遺産分割の進め方|協議から調停までの流れを弁護士が解説
まずは相続人と相続財産の確定から
遺産分割は、①相続人の調査、②相続財産の調査、③遺言書の有無の確認、という準備から始まります。相続人の範囲は、亡くなった方の出生から死亡までの戸籍をたどって確定します。財産は預貯金・不動産・有価証券などのプラスの財産だけでなく、借金などのマイナスの財産も漏れなく調査することが重要です。
遺言書があれば原則としてその内容が優先
有効な遺言書がある場合は、原則としてその内容に従って遺産を分けます。

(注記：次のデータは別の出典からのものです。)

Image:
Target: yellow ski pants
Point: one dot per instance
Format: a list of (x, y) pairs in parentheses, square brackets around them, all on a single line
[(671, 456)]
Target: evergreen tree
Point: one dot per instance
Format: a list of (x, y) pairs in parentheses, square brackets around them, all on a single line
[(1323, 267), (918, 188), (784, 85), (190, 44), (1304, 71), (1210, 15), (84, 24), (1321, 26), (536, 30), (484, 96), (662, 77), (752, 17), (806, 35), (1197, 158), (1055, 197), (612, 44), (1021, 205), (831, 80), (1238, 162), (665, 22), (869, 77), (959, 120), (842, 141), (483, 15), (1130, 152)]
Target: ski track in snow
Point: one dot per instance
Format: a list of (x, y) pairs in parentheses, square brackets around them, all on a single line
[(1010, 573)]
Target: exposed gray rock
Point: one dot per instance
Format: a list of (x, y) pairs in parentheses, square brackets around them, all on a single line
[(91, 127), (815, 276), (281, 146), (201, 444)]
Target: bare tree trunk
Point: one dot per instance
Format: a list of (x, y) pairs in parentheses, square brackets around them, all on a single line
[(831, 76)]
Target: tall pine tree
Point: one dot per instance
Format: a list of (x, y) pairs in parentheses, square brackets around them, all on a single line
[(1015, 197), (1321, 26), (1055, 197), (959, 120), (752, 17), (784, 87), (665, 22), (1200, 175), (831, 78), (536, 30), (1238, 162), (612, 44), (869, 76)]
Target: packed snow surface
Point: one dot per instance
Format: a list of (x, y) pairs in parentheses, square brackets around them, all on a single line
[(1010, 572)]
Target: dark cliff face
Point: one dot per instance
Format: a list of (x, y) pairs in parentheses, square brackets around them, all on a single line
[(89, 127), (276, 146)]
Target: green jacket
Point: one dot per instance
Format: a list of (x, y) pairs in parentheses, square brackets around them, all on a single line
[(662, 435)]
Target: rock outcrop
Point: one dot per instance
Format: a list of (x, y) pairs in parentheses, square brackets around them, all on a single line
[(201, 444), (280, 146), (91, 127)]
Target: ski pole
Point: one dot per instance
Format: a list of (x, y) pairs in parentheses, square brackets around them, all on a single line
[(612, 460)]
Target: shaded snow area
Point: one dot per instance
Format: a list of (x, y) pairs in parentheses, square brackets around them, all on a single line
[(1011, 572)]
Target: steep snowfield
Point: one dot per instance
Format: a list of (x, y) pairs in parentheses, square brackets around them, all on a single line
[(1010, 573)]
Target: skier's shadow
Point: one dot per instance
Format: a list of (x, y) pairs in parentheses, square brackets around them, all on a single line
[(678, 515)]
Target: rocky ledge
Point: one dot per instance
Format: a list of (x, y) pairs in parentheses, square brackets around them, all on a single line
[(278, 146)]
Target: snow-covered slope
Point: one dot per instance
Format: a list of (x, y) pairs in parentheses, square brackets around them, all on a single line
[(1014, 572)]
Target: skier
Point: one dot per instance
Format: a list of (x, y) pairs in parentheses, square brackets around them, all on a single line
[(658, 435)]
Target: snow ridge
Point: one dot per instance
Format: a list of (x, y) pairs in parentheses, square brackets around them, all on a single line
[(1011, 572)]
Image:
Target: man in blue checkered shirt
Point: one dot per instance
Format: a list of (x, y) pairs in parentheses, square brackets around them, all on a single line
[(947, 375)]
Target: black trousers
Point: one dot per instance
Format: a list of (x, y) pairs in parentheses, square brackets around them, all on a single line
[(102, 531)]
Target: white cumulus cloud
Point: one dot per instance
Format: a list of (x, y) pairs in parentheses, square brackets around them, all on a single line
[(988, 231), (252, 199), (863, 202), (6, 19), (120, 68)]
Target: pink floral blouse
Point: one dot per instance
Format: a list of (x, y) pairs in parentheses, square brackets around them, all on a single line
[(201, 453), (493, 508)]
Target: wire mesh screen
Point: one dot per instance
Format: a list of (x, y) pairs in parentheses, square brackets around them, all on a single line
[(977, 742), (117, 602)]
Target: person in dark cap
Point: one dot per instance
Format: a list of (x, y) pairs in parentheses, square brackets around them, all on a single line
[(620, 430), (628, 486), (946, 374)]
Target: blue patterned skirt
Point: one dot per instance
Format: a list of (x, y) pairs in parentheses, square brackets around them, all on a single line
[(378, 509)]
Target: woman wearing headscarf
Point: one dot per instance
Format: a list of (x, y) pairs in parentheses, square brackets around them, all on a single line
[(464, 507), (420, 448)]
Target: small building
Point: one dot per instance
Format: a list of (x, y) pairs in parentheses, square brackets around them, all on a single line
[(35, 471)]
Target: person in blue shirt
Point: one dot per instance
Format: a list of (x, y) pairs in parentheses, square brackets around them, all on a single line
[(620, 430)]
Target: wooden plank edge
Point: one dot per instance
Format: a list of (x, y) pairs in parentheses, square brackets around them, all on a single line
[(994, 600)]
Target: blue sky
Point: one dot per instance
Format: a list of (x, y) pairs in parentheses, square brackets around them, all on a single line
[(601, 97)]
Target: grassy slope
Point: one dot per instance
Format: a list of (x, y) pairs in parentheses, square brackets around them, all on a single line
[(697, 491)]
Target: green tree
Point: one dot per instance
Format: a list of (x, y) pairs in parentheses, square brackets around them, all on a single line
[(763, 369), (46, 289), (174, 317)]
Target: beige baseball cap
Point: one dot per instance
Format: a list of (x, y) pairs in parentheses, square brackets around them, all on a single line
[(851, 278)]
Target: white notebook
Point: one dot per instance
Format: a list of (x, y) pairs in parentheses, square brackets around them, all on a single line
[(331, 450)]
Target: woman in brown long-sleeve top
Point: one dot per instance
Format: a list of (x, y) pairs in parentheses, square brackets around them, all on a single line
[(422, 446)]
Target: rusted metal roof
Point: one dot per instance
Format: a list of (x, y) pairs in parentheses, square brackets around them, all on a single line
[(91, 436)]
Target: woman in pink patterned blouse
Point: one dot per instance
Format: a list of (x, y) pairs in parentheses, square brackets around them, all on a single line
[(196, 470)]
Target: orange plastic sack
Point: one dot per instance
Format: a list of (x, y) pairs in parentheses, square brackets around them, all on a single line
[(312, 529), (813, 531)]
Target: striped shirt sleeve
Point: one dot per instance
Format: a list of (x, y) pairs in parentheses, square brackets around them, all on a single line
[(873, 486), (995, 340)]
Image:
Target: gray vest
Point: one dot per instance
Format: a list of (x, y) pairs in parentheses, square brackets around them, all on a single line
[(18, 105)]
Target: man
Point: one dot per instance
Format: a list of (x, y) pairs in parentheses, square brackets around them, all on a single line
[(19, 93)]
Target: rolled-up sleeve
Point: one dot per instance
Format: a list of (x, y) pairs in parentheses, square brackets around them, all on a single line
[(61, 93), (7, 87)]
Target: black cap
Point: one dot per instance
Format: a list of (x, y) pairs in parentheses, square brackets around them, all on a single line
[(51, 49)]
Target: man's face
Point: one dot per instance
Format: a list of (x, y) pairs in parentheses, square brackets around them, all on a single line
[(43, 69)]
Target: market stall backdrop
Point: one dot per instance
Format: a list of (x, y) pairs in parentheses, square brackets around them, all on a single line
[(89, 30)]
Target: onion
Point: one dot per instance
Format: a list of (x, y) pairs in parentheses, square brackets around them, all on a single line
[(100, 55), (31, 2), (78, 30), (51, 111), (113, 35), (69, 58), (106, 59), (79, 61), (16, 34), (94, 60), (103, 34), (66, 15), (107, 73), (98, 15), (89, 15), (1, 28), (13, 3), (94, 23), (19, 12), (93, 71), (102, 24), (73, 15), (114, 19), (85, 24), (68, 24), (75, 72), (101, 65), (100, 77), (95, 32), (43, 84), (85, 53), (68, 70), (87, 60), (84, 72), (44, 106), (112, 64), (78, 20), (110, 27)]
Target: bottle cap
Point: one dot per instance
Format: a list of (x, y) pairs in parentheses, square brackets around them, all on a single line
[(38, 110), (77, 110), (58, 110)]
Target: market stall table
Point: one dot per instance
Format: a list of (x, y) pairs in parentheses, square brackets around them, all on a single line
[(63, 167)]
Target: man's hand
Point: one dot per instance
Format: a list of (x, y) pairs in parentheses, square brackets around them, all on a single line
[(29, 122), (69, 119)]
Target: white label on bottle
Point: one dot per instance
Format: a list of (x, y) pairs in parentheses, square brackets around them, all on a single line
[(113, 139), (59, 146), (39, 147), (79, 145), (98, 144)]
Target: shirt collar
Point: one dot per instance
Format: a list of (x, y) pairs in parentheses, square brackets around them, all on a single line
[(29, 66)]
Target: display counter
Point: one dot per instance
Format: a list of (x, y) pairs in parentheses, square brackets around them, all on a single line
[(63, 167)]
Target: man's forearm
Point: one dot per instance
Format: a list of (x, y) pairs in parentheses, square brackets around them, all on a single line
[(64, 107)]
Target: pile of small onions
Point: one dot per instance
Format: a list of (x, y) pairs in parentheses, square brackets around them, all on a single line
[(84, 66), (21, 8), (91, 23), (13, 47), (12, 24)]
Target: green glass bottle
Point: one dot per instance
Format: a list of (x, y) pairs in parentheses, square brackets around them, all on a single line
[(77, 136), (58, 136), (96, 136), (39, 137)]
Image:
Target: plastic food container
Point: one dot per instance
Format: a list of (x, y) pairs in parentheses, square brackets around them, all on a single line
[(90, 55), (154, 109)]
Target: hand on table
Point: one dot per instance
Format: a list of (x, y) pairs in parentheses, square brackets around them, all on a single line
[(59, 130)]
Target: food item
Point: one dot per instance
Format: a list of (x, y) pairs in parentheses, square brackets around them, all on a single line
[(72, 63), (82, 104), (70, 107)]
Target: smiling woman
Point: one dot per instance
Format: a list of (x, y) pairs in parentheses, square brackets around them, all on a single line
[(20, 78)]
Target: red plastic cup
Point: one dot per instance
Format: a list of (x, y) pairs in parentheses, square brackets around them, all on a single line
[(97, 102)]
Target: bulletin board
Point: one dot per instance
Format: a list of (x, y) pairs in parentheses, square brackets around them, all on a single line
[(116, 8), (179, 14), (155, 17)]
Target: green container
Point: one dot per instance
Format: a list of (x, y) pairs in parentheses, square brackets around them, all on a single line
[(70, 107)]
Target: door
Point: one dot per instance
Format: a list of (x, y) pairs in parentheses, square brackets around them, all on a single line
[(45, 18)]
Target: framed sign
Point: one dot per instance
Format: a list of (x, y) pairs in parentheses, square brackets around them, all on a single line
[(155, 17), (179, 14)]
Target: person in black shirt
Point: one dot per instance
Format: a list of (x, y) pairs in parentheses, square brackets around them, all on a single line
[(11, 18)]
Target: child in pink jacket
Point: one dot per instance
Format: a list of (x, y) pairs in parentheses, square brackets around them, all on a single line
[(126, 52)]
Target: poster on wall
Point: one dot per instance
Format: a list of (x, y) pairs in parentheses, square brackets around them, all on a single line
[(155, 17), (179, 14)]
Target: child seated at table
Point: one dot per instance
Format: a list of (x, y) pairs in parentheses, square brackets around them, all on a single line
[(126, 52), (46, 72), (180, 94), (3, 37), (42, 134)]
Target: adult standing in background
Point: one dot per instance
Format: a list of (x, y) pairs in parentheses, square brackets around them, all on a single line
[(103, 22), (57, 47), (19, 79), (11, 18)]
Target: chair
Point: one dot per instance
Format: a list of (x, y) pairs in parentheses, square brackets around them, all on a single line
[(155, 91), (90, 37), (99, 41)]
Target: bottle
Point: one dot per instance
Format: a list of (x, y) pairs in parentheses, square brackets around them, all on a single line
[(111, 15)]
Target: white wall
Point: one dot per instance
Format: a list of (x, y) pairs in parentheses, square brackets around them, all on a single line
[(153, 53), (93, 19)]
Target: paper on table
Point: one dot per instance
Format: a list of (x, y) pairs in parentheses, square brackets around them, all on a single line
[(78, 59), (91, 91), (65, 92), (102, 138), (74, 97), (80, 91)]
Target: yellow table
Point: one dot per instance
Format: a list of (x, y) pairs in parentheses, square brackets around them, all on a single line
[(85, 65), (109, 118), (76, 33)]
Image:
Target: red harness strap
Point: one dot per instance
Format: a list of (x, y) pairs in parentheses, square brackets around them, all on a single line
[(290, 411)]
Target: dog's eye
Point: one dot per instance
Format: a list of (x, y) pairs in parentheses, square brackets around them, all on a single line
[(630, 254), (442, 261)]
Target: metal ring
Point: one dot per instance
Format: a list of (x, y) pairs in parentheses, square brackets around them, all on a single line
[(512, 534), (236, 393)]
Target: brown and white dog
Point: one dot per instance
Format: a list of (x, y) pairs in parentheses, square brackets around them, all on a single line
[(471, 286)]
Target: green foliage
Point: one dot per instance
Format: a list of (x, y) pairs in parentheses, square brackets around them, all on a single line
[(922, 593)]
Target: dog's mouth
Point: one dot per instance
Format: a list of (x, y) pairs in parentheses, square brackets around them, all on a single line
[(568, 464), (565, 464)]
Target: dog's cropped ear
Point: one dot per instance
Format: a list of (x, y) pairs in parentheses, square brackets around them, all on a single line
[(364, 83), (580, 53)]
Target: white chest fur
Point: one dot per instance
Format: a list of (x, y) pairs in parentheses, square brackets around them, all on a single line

自筆の遺言書が見つかった場合、家庭裁判所での検認手続が必要になることがありますので、勝手に開封せずご相談ください。遺言の内容が特定の相続人に偏っている場合には、遺留分侵害額請求を検討できる場合もあります。
遺産分割協議|相続人全員の合意が必要
遺言書がない場合は、相続人全員で遺産の分け方を話し合います(遺産分割協議)。一人でも欠けた協議は無効ですので、疎遠な相続人や連絡の取れない相続人がいる場合は、その対応から検討が必要です。合意ができたら、後日の紛争や名義変更の手続のために、遺産分割協議書を作成し、相続人全員が署名・押印します。
まとまらない場合は遺産分割調停へ
話し合いがまとまらない場合は、家庭裁判所に遺産分割調停を申し立てます。調停でも合意に至らなければ、審判に移行し、裁判官が分割方法を決定します。法定相続分や特別受益・寄与分といった法律上の考え方を踏まえた主張が必要になるため、弁護士にご相談いただくことをおすすめします。
不動産の相続登記は義務化されています
相続した不動産の名義変更(相続登記)は義務化されており、正当な理由なく放置すると過料の対象になることがあります。遺産分割の話し合いとあわせて、登記手続についても早めに進めましょう。